The eachway call provides a second bite at the cherry in the case where the speculator forecasts the market inexactly. In the example of Figure 1a, maybe the asset price is moving upwards as forecast by the eachway call buyer but not quite at the pace required to get it over the line for the strategy to settle at 1.0. The secondary settlement price provides the consolation of calling the market right but getting the momentum wrong.

### Eachway Call Over Time

Figures 2a and 2b provide the 99.00/101.00 eachway call over a range of time to expiry to illustrate how the price profiles behave over time. The 8-day profile at 98.00 possesses a shallow gradient, thereby defining a low delta which reflects low gearing.

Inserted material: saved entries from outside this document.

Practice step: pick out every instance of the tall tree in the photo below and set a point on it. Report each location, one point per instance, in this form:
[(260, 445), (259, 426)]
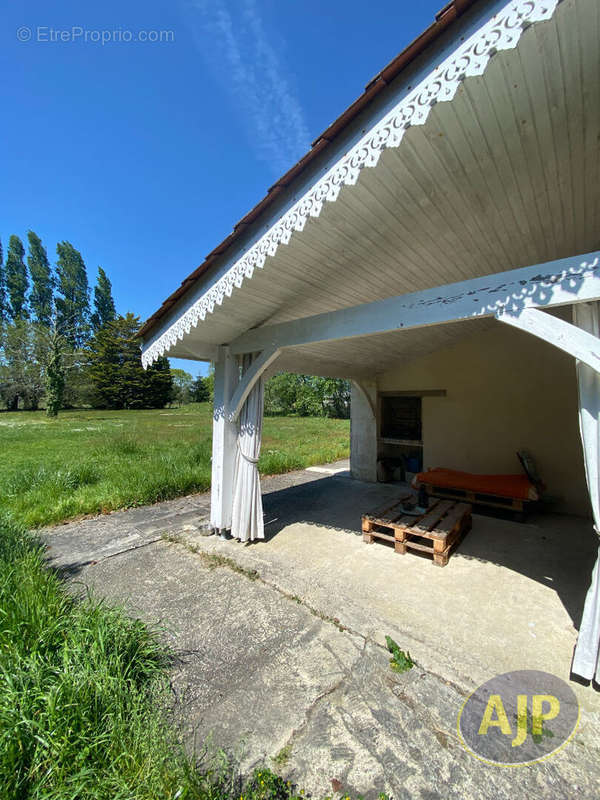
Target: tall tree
[(104, 305), (17, 282), (73, 302), (3, 308), (55, 372), (116, 372), (42, 282)]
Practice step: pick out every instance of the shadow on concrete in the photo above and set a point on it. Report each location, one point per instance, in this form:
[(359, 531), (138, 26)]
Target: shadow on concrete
[(556, 550)]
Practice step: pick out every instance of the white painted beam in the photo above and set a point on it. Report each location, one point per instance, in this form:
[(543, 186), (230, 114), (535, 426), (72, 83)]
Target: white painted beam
[(555, 283), (249, 379), (573, 340)]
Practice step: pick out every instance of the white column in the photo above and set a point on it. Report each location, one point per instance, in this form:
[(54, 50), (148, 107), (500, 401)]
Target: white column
[(224, 441), (363, 431)]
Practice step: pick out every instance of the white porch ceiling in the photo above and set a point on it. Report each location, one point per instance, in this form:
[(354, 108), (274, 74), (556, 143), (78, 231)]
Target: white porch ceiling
[(505, 175)]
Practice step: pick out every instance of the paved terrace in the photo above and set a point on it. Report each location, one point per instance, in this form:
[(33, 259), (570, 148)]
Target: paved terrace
[(280, 647)]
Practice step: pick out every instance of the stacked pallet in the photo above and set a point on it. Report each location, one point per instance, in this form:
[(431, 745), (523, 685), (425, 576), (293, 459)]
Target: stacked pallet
[(435, 532)]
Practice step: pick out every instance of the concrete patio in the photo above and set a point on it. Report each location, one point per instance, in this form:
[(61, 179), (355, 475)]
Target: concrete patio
[(280, 643)]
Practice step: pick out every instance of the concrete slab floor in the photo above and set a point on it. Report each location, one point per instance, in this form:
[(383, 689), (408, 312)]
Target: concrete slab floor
[(285, 656)]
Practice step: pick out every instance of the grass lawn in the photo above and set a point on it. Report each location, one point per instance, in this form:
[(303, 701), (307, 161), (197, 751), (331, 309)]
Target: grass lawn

In the above illustration at 98.00 the 0:40:100 eachway call is worth 0.1099 compared with the 0:25:100 eachway call below of 0.0764. Both options would would generate a handsome return if the asset price at expiry was above 99.00, i.e. (0.40 – 0.1099)/0.1099 = 264% return for the above eachway call and (0.25 – 0.0764)/0.0764 = 227% for the below eachway call.

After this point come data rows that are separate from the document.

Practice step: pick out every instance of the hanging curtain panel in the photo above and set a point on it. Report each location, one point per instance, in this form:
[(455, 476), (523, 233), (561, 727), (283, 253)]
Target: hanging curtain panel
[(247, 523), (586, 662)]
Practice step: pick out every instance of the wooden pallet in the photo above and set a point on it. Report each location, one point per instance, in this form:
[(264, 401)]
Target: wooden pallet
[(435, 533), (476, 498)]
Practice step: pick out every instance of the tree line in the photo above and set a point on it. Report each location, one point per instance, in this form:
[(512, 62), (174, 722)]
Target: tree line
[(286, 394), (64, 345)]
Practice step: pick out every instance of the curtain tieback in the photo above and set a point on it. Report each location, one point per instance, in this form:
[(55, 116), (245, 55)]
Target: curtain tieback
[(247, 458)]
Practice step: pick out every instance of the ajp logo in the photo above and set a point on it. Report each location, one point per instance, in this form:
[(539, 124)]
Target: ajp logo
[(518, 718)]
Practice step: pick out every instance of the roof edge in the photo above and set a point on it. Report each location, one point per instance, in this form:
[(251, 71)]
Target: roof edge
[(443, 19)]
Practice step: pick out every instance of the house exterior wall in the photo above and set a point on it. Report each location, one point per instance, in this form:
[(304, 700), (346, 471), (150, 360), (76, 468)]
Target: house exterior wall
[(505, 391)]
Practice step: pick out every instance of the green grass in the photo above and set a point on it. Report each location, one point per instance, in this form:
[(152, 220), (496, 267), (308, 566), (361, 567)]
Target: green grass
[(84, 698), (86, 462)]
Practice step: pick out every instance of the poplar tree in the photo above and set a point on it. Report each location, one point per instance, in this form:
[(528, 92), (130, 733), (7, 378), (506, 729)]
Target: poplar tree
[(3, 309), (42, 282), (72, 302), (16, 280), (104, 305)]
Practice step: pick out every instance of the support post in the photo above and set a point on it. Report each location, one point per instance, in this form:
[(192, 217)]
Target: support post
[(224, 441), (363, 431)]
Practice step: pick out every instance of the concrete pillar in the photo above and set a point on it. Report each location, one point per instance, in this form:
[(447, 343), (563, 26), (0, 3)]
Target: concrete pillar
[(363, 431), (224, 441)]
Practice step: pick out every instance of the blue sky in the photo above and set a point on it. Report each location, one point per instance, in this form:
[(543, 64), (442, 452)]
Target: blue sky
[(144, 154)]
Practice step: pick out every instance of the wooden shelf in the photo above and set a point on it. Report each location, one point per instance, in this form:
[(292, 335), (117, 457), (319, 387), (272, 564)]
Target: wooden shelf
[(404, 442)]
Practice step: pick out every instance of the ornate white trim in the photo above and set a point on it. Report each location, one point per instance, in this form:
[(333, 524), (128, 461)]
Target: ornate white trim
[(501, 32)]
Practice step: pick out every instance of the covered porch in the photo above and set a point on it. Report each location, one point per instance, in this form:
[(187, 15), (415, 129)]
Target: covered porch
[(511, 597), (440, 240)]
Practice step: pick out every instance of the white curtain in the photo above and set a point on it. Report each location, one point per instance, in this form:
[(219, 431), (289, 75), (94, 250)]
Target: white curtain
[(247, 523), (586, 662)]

If the asset price over the eight days rose to above 101.00 at expiry the returns jump to (1.00 – 0.1099)/0.1099 = 810% and (1.00 – 0.0764)/0.0764 = 1029%. The 25-day profiles are more of a ‘slow burner’ with very low gearing. Midway between the strikes at 100.00 and 25 days to expiry the 0:40:100 is worth 0.4661 and the 0:25:100 option is worth 0.4215. This means that the 0:40:100 option at 100.00 with 25 days to expiry can look forward to losing only 0.0661 if the asset price remained unchanged to expiry in contrast to the 0.1715 of the 0:25:100 eachway call.

As time to expiry falls to the last day the profile slowly becomes steeper and only with 0.1-days to expiry does the profile resemble the settlement price profile of Figure 1. This creates some interesting eachway call theta profiles.

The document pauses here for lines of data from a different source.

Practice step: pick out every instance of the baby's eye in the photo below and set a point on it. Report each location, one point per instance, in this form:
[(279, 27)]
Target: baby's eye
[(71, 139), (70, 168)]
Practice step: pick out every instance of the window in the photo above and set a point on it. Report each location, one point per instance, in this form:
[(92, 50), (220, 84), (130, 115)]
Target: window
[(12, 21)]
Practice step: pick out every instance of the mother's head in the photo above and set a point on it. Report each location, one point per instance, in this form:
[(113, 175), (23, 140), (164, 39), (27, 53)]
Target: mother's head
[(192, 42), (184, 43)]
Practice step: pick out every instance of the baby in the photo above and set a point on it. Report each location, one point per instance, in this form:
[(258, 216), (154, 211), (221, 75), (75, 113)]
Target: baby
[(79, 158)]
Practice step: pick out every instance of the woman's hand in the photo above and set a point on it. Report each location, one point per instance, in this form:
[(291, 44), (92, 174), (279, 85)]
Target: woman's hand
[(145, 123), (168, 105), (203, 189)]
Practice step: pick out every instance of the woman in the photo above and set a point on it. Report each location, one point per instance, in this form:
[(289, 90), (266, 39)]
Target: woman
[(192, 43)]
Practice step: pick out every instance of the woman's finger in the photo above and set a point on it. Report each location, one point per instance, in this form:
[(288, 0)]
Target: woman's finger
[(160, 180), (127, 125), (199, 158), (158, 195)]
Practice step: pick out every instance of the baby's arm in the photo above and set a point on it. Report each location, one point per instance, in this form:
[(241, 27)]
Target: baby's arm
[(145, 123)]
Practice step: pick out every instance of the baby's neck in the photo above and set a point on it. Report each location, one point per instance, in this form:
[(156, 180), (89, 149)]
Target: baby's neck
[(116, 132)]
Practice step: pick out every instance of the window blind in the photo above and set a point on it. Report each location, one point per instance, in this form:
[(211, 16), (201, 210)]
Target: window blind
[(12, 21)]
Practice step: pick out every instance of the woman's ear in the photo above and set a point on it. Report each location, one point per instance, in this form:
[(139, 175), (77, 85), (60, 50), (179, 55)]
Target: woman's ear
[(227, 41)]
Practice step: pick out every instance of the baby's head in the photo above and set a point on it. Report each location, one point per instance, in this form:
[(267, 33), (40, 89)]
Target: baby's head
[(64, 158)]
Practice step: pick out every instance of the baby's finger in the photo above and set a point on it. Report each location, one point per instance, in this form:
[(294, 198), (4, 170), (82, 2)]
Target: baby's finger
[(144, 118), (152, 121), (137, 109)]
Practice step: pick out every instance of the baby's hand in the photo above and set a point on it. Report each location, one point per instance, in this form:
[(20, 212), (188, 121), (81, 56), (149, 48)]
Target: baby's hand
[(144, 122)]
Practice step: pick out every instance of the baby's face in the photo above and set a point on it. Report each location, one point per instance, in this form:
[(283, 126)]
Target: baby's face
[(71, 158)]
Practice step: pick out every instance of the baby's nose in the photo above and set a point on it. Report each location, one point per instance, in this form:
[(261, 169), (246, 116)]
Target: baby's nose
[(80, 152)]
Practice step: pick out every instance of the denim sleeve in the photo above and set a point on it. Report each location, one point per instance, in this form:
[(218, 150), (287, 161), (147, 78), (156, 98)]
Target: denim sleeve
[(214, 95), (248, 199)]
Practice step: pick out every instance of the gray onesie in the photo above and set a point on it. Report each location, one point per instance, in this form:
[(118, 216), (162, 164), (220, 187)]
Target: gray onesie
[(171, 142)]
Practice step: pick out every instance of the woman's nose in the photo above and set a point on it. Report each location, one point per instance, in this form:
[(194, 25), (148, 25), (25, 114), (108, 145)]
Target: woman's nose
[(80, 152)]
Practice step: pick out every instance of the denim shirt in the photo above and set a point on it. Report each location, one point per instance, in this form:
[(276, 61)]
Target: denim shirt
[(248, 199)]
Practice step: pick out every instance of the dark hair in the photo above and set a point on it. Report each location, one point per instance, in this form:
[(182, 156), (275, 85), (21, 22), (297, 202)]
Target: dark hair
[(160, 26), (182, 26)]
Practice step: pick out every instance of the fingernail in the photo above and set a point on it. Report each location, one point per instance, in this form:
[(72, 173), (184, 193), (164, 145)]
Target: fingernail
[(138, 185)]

### Eachway Call & Volatility

In this section the 0:40:100 and 0:25:100 ratio eachway calls with 5 days to expiry are compared over the same range of volatilities.

One of the interesting features of a single digital call is that if out-of-the-money then an increase in volatility increases the call value. This is referred to as positive vega. Correspondingly, if the call is in-the-money then an increase in volatility lowers the call value. This is because when out-of-the-money a ‘vol’ increase means a higher probability of the call becoming in-the-money. An in-the-money call finds that a ‘vol’ increase means a higher probability of the call becoming out-of-the-money.

In the above two examples the price profiles cross each other between the strikes, but with the 0.25.100 ratio eachway call having this conjunction closer to the higher weighted 101.00 strike than the 0.40.100 ratio eachway call.

In effect, one would expect the volatility to have no impact on the eachway call value if the ratio was 0.50.100 and the asset price was midway between the strikes. This would equate to a zero eachway call vega. As the ratio gets increasingly skewed toward the upper strike then a change in volatility has decreasing effect on the eachway call value.

When the asset price is above the upper strike, with the ratio 0.25.100 the volatility’s effect on the eachway call is now very much like a single 101.00 call.

### Summary

• This form of a digital call strip is like having a rebate on a digital call just so long as the asset price is not below a pre-defined level. This pre-defined level is obviously  the lower strike price.
• Just like with ratio conventional call spreads the eachway call provides the trader with all sorts of weird and wonderful combinations. The example of the ‘rebate’ being 0.31 is probably about as odd a number as one would get.
• The time to expiry can have an unexpected impact on the value of the eachway call which is probably to be expected due to  the number of different combinations of strikes and rebates possible.
• Volatility will also add a touch of quirkiness to the value of the eachway call, especially when the middle settlement value is 0.5 and vega is both positive and negative between the strikes.